The horrific object was drifting away again. In my imagination it turned into a floating coffin decked with flowers, the sort of funeral people still give the dead today in some exotic cultures. Finally the darkness swallowed it up. I looked the way it had gone for some time longer, as if hypnotised, full of deep and genuine grief. As I stood there I imagined how this fellow member of my species might have looked in life. His fur, white as blossom, must surely have shone in the midday sun like dazzling snow; his sapphire eyes would have seemed to bore right through a chance observer if their glances met. And when he slept by a glowing fire on a frosty winter evening, stretching and flexing his muscles as if in a trance, he must have been over a metre long. He had certainly been a rare jewel of his species, in fact the cat's whiskers, and a source of fascination to one and all. So it was particularly shattering to think of his meeting such a dreadful, undignified end. 'Goodbye, white stranger,' I said at last, out loud. 'We shall meet in heaven.'

Good grief, what did I think I was up to? Hadn't I anything better to do than mourn an unknown corpse and deliver melancholy funeral orations? How did I know the gourmet who had learnt to know and love the deceased as cocktail nibbles wasn't lying in wait right now, somewhere near at hand, following the course of my investigations with a grin and indulging in culinary fantasies as his belly rumbled? I was in a kind of anteroom to hell, after all, a place into which those above off-loaded all their nastier and less attractive products, consigning them to the process of decay. There were no Gustavs here to step in at the last moment if some deranged cannibal went for my windpipe, no offices with nostalgic old telephones where the Philip Marlowe of the pointy-eared race could retreat when his detective work was done. There was nothing here but gloom, damp and dirt - and eerily bloated corpses. And who knew, perhaps there really were dear little goblins living in the sewers who usually ate shit and drank industrial waste, but might fancy a change from their usual diet if a small creature on his travels fetched up in their domain? I imagined them as slavering horror versions of some supermarket chain's consumer research project ...
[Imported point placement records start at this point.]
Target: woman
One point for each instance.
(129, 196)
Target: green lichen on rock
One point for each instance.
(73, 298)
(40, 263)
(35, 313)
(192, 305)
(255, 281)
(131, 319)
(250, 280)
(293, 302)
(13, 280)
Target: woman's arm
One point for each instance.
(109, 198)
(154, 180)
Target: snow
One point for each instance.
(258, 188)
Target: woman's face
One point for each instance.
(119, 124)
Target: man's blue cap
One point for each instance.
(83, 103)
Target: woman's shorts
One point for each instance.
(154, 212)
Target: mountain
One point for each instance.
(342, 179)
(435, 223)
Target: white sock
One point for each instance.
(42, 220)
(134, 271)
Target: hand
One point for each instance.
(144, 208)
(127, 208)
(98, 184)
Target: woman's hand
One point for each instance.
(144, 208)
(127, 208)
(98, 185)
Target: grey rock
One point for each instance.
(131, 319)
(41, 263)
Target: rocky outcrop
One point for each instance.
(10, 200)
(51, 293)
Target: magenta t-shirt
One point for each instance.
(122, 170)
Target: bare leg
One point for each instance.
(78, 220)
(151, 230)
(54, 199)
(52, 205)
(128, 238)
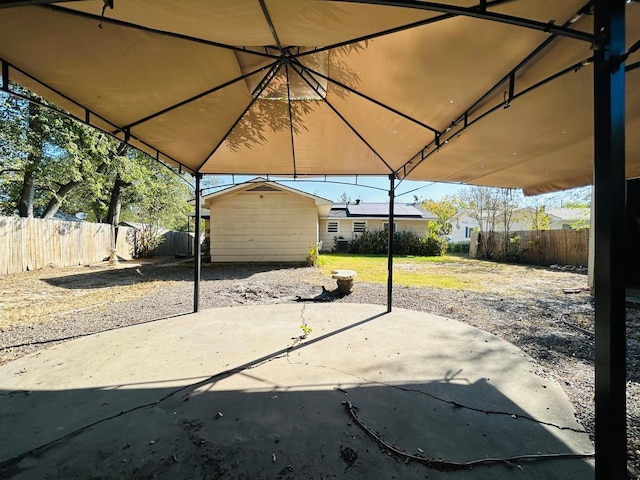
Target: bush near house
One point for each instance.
(374, 242)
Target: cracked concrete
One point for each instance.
(236, 393)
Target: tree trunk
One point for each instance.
(27, 194)
(115, 202)
(56, 201)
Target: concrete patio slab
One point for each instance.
(238, 393)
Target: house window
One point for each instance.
(385, 226)
(333, 227)
(359, 227)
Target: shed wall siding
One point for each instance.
(262, 227)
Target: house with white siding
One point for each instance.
(463, 223)
(265, 221)
(346, 221)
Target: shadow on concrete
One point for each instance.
(141, 431)
(142, 402)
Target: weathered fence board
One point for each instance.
(33, 243)
(546, 247)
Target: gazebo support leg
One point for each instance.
(609, 272)
(392, 196)
(196, 248)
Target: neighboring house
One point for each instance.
(346, 221)
(559, 218)
(263, 221)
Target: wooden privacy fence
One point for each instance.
(175, 243)
(34, 243)
(546, 247)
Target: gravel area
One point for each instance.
(528, 308)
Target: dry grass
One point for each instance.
(31, 298)
(448, 271)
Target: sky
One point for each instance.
(333, 188)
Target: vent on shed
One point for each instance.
(263, 188)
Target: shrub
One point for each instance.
(458, 247)
(404, 243)
(434, 246)
(370, 242)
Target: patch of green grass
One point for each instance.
(447, 271)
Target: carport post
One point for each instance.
(196, 248)
(609, 272)
(392, 196)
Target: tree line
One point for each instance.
(50, 163)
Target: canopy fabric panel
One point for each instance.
(420, 90)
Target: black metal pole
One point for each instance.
(390, 231)
(609, 274)
(196, 248)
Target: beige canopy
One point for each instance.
(420, 90)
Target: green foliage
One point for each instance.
(51, 162)
(370, 242)
(444, 210)
(434, 247)
(539, 219)
(312, 256)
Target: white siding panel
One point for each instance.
(263, 227)
(419, 227)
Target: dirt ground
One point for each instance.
(526, 306)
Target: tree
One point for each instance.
(49, 155)
(344, 198)
(490, 208)
(444, 210)
(50, 162)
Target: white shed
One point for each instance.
(263, 221)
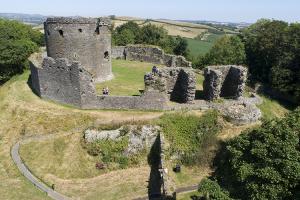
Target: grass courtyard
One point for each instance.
(62, 161)
(129, 78)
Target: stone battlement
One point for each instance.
(78, 20)
(149, 53)
(224, 81)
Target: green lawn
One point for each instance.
(129, 78)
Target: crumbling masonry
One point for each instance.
(224, 81)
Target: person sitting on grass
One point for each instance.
(154, 70)
(105, 91)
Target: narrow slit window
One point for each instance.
(97, 31)
(61, 33)
(106, 55)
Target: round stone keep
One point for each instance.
(86, 40)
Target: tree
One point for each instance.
(264, 163)
(17, 42)
(272, 49)
(212, 191)
(227, 50)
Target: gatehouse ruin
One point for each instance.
(79, 55)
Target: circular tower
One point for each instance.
(87, 40)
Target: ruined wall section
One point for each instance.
(224, 81)
(178, 83)
(87, 40)
(118, 52)
(63, 82)
(148, 53)
(148, 101)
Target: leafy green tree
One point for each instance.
(264, 163)
(211, 190)
(272, 49)
(226, 50)
(17, 42)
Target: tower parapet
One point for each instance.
(84, 40)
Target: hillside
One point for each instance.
(174, 28)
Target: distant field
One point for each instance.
(174, 28)
(201, 47)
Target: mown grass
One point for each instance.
(188, 195)
(128, 78)
(22, 113)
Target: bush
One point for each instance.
(272, 51)
(17, 42)
(211, 190)
(263, 163)
(189, 134)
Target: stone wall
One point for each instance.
(87, 40)
(118, 52)
(178, 83)
(69, 83)
(168, 185)
(148, 53)
(62, 81)
(224, 81)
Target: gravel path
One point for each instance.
(51, 193)
(26, 172)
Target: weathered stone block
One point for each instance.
(224, 81)
(178, 83)
(86, 40)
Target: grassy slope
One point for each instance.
(174, 28)
(199, 47)
(272, 108)
(22, 112)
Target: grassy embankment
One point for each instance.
(62, 161)
(23, 113)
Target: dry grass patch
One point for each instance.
(23, 113)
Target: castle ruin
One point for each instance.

As if my negative thinking had actually conjured up the evil thing itself, I suddenly heard a stealthy rustling. It resonated through the tunnel and then mingled with the echoes of the drops and those other eerie noises which probably came from the imperceptible 'breathing' of such a huge stone maze. Before I could erect my fur into bristles with alarm and arch my back in defence, I heard another rustling sound, rather closer this time. I tried and failed to decide which direction it was coming from. In rapid succession, like a motor-driven camera rattling away, my eyes fixed on all the unlit corners from which a monster might spring at any moment, on all the dancing shadows on the walls. Discouraged, I realised there was nothing to be seen. Yet I instinctively felt that these transient noises couldn't be put down either to my overheated imagination or to any chance activity that happened to produce sound. At a moment of suspense like this in a thriller movie you generally see the hero's black colleague emerge from the darkness, whereupon the hero breathes a sigh of relief because that explains the creaking door which made his flesh creep. I wasn't sure if I'd have found a variant on that theme particularly reassuring just now. Calling on my common sense, therefore, I decided to put my previous plan into action: I'd go on along the walkway until I found some way out of the sewers, and never mind how often the ghosts rattled their chains to scare me.